Creature Feature
The Whimbrel Island
By Wayne Bierbaum
This past May, I visited Pacifica, Calif., and while exploring the beach at sunrise, I saw several flocks of an unusual bird called a whimbrel, a large shorebird with a large curved bill, similar to the curlew. With a total population of about 80,000 they are a fairly uncommon bird. I have only seen two in Maryland and that was from a great distance, one sighting was in the fall at Assateague Island.
In the United States, there are two populations of whimbrel, one that migrates along the Atlantic coast and the other the Pacific coast. The Atlantic migration has been hard to follow. They end up spending the winter on Caribbean islands or the coast of South America but where they are in-between was uncertain.
In All About Birds, a magazine by Cornell Ornithology, a story about a remarkable accidental discovery was recently published. It involves Felicia Sanders, wildlife biologist with the South Carolina Department of Natural Resources. She has been monitoring nesting seabirds along the South Carolina coast since 2001. In 2014, while bringing a DNR crew to film pelicans to an isolated sand bank near Charleston, she ran aground. While stuck on the sand bar she noticed a large flock of whimbrels lifting off a barrier island called the Deveaux Bank.
It took her several years, but she did return on another fall day to witness another huge lift-off. In 2019, a formal study of the island revealed that a full quarter of the entire North American population of whimbrels—20,000 birds—were making a stop-over at that island. That is two-thirds of the entire Atlantic population. The island almost disappears at very high tides but probably averages 250 acres and the surrounding marshes are good hunting grounds for the birds. Their favorite South Carolina delicacy is the fiddler crab.

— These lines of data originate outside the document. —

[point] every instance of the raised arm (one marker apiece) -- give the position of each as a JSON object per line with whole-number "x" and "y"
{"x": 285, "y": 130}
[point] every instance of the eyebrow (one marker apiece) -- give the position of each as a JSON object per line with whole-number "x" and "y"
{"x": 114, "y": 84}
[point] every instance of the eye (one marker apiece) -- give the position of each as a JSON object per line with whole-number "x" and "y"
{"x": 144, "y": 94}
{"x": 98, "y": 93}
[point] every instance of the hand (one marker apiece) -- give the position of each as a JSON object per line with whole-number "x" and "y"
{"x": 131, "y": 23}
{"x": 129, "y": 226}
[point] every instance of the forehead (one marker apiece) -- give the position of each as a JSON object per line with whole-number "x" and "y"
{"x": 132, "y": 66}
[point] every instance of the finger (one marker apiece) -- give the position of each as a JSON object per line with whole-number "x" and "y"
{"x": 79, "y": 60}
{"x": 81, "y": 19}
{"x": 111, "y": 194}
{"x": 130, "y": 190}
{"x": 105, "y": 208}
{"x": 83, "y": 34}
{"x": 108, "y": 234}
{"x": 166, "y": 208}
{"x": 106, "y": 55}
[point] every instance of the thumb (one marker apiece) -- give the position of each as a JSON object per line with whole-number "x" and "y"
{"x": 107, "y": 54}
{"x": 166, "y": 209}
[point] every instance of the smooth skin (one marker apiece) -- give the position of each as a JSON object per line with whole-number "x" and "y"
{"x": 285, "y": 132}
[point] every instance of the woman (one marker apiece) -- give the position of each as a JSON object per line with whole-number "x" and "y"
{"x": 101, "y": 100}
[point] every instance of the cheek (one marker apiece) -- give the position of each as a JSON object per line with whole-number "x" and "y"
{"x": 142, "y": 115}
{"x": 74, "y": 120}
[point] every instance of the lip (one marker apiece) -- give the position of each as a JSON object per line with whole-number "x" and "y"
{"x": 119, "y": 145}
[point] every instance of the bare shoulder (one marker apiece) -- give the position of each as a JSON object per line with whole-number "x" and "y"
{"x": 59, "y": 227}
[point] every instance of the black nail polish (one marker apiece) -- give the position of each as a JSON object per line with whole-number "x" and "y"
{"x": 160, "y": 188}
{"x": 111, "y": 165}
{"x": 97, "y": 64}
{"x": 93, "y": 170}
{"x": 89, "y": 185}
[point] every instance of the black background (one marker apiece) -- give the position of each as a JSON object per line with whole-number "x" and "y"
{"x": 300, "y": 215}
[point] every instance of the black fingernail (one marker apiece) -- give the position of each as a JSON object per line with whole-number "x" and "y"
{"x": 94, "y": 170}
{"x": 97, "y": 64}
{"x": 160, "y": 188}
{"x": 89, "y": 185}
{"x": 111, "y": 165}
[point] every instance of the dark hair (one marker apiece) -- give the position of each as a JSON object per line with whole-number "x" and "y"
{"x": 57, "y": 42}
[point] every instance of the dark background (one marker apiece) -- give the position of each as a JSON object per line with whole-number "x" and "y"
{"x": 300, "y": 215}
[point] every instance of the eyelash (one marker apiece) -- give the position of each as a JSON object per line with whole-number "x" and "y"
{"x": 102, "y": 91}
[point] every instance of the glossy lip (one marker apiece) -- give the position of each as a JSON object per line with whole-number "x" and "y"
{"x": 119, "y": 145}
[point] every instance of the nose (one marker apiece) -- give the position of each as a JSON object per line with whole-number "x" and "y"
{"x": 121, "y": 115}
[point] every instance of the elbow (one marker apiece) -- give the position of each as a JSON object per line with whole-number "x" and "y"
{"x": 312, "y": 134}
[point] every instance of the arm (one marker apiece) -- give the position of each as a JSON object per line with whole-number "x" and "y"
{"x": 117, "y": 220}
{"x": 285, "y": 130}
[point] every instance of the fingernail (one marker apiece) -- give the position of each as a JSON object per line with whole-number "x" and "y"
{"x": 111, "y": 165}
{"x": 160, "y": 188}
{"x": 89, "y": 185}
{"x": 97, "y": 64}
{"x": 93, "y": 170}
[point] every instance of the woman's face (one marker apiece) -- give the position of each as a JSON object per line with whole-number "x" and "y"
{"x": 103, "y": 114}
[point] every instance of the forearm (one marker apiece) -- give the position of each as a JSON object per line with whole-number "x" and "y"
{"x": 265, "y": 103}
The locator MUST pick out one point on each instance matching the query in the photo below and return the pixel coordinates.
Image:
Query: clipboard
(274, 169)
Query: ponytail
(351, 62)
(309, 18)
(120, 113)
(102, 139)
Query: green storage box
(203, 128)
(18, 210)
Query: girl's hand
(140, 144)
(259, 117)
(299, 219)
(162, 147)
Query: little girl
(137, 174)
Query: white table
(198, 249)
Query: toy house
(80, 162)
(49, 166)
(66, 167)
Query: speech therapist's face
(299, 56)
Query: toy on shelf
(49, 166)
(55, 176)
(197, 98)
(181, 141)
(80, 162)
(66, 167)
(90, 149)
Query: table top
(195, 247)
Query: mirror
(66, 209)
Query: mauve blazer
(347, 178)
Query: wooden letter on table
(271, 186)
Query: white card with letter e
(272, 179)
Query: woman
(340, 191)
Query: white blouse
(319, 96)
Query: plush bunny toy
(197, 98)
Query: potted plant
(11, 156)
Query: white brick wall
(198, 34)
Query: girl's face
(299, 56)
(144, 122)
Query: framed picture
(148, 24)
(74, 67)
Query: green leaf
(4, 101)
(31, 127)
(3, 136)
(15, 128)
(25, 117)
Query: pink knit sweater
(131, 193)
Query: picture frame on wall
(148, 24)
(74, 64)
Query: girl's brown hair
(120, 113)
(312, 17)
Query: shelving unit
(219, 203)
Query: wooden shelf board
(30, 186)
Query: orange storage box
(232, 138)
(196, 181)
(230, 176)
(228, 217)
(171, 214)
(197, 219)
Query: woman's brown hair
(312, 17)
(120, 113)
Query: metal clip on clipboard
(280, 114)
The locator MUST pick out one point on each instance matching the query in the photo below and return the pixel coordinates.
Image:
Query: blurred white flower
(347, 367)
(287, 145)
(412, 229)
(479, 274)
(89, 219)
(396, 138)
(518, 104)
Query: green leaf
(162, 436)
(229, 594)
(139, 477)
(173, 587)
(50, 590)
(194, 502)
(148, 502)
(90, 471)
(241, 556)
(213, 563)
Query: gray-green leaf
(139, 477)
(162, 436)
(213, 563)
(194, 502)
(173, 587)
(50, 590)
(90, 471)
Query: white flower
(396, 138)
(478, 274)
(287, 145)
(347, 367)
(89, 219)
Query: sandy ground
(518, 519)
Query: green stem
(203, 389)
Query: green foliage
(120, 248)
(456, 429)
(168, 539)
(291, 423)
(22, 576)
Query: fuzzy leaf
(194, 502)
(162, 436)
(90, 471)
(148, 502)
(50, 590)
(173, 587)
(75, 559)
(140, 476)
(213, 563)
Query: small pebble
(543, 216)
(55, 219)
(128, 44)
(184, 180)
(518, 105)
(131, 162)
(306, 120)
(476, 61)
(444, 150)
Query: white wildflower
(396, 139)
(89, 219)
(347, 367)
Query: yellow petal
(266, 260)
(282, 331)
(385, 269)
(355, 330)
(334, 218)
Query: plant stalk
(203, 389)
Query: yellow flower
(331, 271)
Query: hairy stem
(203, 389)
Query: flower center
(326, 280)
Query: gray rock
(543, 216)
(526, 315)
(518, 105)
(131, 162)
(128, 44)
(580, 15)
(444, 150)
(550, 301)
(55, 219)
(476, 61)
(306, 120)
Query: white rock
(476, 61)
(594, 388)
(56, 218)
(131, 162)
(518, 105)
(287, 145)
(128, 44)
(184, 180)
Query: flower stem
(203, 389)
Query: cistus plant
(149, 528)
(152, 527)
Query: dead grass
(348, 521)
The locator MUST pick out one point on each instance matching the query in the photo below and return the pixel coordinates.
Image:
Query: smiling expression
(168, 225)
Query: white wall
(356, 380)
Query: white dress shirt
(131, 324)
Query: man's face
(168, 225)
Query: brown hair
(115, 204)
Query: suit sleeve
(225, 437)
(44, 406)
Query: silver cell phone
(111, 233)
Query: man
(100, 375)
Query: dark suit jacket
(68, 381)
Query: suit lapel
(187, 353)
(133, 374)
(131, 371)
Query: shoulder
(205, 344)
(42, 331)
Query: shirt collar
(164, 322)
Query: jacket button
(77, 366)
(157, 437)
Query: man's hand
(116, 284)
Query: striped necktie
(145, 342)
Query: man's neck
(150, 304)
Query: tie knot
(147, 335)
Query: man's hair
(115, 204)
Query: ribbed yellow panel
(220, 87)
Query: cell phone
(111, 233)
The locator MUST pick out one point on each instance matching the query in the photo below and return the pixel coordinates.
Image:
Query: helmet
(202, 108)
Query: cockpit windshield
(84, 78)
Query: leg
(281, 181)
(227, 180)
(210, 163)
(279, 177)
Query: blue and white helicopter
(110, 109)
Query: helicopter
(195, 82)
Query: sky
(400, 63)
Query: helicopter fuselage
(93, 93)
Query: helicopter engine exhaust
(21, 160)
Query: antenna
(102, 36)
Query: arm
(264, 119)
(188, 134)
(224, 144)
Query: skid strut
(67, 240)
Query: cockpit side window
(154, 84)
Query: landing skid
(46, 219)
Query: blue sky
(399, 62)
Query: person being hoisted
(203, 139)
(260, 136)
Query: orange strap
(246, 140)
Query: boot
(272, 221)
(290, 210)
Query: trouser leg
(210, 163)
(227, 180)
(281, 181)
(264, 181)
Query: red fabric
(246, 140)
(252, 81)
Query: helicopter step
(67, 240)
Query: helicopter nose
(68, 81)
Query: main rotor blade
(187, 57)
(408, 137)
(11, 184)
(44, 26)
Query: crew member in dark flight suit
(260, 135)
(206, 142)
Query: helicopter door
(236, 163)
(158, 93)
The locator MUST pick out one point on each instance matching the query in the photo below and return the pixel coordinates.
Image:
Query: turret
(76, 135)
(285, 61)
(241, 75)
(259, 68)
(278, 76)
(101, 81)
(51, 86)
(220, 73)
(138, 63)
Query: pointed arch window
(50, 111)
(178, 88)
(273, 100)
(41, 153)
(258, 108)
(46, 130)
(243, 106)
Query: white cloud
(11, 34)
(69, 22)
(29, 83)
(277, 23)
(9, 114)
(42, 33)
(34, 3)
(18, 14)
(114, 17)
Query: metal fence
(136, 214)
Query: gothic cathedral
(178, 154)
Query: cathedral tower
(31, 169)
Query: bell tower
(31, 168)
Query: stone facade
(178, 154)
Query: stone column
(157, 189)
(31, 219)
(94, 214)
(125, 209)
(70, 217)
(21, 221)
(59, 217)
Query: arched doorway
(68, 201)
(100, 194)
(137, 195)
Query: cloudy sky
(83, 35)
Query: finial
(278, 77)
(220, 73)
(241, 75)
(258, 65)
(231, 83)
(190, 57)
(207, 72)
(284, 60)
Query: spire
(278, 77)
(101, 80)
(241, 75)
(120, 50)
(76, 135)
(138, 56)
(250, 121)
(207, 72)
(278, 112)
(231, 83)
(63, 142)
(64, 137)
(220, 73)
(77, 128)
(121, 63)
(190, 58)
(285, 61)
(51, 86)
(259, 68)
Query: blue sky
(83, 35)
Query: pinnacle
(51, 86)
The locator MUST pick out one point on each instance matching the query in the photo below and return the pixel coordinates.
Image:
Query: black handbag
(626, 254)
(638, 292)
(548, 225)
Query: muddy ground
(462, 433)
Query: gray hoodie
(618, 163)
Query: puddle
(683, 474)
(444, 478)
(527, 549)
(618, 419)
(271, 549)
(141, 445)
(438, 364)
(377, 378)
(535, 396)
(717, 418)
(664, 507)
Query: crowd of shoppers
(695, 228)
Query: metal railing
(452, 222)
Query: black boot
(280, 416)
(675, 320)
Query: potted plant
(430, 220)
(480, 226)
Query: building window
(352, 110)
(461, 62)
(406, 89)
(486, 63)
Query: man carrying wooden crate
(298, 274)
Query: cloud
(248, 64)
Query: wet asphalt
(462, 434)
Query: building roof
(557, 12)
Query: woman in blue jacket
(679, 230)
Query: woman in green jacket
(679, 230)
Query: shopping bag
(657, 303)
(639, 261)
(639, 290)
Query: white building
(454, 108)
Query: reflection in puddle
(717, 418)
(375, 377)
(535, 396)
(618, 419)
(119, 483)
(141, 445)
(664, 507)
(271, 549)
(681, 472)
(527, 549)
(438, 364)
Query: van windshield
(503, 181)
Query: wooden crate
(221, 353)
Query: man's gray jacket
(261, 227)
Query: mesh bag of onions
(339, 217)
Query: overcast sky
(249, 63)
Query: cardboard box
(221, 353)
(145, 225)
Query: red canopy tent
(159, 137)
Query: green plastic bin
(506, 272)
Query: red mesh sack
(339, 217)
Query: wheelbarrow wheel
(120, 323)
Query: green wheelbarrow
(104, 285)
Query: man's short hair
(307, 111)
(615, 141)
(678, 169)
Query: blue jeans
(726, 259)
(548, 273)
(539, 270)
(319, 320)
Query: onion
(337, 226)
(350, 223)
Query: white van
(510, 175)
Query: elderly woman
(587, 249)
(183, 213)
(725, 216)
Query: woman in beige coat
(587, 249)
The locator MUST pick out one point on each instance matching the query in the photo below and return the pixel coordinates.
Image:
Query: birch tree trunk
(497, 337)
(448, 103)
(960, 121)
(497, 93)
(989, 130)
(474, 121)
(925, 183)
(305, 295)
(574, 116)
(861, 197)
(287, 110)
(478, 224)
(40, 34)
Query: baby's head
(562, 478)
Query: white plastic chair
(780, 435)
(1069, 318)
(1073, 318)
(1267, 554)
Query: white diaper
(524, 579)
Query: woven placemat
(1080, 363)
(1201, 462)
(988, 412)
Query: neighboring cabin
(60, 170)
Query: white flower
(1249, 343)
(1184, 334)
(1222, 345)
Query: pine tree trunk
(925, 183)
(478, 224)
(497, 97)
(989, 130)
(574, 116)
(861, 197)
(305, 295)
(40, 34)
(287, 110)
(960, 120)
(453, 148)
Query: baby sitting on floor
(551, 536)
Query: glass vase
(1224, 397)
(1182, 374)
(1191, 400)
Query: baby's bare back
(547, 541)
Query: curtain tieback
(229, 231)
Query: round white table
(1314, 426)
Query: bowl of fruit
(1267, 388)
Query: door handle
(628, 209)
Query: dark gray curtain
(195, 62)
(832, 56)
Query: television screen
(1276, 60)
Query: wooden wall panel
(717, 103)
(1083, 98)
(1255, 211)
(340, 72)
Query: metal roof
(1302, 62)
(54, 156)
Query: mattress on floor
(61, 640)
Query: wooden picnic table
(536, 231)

The population of whimbrels has plummeted by half since 1998. They have a difficult journey from their arctic breeding grounds to the warm winter hide-away. They have to travel through Hurricane Alley which has become more active in recent years. As they arrive in the eastern Caribbean, however, they are still at risk because several of the islands allow the hunting of shorebirds.
“Guadeloupe and Martinique, the largely uncontrolled shooting of shorebirds remains legal; Guadeloupe is even advertised internationally for its shorebird ‘destination hunts’,” writes author and naturalist Scott Weidensaul in an article for All About Birds.
Finding where the birds gather on their southward journey may help protect them. Hopefully it will not cause them to be chased from their retreat in South Carolina.
The photo is from the spring in California. I was sitting on the beach at Pacifica and dog-walkers would drive the birds in front of me. By an hour after sunrise all the birds had flown away but returned at sunset.